Apologies for missing last week’s post while I was traveling. This week’s post will include details from both this week and last week.
First, I want to talk about the downtime we had on Tuesday, June 14th. The downtime was caused by our weekly SmartApp and Device Handler deploy. These deploys are routine and normally go without incident, but last week’s deploy caused us to hit a limit on our caching layer which caused the login and device control problems some of you were seeing. The caching client we use has a limit of 1MB and the total size of our approved Device Handlers grew larger than 1MB causing our platform to behave erratically. We recognized the problem right away and were able to create a hotfix and deploy it as quickly as possible.
Although this was unfortunate, the upside is we learned from it and put in safeguards to make sure we don’t see this happen again. We appreciate your patience during our brief downtime.
This week we have also seen a few production issues that have impacted a subset of our customers. Our API cluster is seeing periods of an abnormally high amount of database connections.

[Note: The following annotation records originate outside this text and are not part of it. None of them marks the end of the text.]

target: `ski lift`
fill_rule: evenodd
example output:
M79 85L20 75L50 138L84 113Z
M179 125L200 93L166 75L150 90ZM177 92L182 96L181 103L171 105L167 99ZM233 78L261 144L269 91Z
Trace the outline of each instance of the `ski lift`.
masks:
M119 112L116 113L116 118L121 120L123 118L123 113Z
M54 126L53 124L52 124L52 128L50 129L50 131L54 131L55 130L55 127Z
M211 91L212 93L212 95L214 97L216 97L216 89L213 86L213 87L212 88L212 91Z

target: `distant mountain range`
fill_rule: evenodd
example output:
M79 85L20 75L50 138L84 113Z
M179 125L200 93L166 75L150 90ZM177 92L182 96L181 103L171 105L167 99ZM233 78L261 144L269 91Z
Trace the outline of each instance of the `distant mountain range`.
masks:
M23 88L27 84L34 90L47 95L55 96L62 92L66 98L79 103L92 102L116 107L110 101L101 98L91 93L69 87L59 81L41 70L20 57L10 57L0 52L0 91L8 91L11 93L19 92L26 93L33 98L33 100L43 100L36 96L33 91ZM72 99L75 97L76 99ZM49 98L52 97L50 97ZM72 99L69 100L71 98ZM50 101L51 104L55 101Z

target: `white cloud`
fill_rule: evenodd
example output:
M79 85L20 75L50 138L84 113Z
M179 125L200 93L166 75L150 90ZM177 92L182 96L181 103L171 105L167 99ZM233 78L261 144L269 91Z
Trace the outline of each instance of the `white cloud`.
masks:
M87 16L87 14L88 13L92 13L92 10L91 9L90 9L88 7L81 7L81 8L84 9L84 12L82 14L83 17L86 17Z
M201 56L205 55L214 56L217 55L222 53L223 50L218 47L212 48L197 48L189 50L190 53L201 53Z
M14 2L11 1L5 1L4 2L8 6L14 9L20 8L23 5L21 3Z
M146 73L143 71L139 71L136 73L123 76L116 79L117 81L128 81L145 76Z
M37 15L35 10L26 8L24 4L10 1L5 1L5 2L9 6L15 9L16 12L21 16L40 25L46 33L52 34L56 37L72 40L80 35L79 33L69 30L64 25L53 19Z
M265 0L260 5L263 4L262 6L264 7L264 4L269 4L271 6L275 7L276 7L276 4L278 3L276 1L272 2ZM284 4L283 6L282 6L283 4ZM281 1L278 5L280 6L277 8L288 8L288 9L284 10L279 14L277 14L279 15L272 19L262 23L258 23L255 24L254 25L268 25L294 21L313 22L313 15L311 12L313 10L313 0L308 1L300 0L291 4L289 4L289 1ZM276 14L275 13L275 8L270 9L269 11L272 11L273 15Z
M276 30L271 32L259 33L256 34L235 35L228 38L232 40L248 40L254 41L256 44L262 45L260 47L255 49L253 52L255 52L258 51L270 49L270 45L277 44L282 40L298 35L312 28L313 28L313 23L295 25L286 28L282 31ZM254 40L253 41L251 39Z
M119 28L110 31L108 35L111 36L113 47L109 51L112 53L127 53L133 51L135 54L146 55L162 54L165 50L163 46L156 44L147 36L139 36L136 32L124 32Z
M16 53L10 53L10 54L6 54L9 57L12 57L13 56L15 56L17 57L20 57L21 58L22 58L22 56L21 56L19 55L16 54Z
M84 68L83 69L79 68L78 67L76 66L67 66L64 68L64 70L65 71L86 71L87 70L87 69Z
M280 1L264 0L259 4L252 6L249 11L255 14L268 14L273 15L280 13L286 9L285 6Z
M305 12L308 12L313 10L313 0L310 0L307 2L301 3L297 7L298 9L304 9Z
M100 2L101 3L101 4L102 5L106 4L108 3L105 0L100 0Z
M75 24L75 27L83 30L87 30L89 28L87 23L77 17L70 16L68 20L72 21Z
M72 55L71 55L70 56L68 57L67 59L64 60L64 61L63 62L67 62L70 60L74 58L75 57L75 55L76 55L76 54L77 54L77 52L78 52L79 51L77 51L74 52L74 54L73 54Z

These spikes happened after this week’s platform release and, while these spike seem to happen at random, we are currently looking into every change that happened during the deploy to find the root cause. We will update you with more information when we have it.
Device Handler Improvements
As part of the push for improvement on the basics, we’ve begun to turn to nuanced problems specific to individual 3rd party device integrations. Here are a couple of examples where there was strong progress in the past week.
Netatmo Updates
We found and resolved a few problems with the Netatmo integration this past week. The Netatmo Device Handler and Service Manager were throwing approximately 100k backend errors per day and we were able to cut that down to basically zero. Not only does this help the platform but it also improved the entire Netatmo integration experience.
Iris Smart Plug
We worked with @blebson to resolve another high error count Device Handler. There was a Null Pointer Exception being throwing in some cases creating 250k errors over a 24 hour period. We were able to work with @blebson and the consumers of his Device Handler and in a week’s time ⅓ of Iris Smart Plug users updated to the revised version of the Iris Smart Plug and we have reduced those errors significantly.
Documentation
We have recently reviewed the best practices we have established internally when writing on our own platform and found that many of them haven’t been clearly reflected in our external docs. As a result, we have released new documentation that outlines the best practices for writing code on the SmartThings platform, which is available to everyone. Let us know how we could make our docs even better.
Finally, I want to point out that we love hearing stories like the one below shared by @sgnihttrams. It is the reason I and the founding team founded SmartThings and the reason we continue to drive to be the greatest Smart Home platform in the world. This story makes it even more clear in my mind why the basics are so important. Thanks for sharing @sgnihttrams!
See you all next week with more data and improvements!
-Alex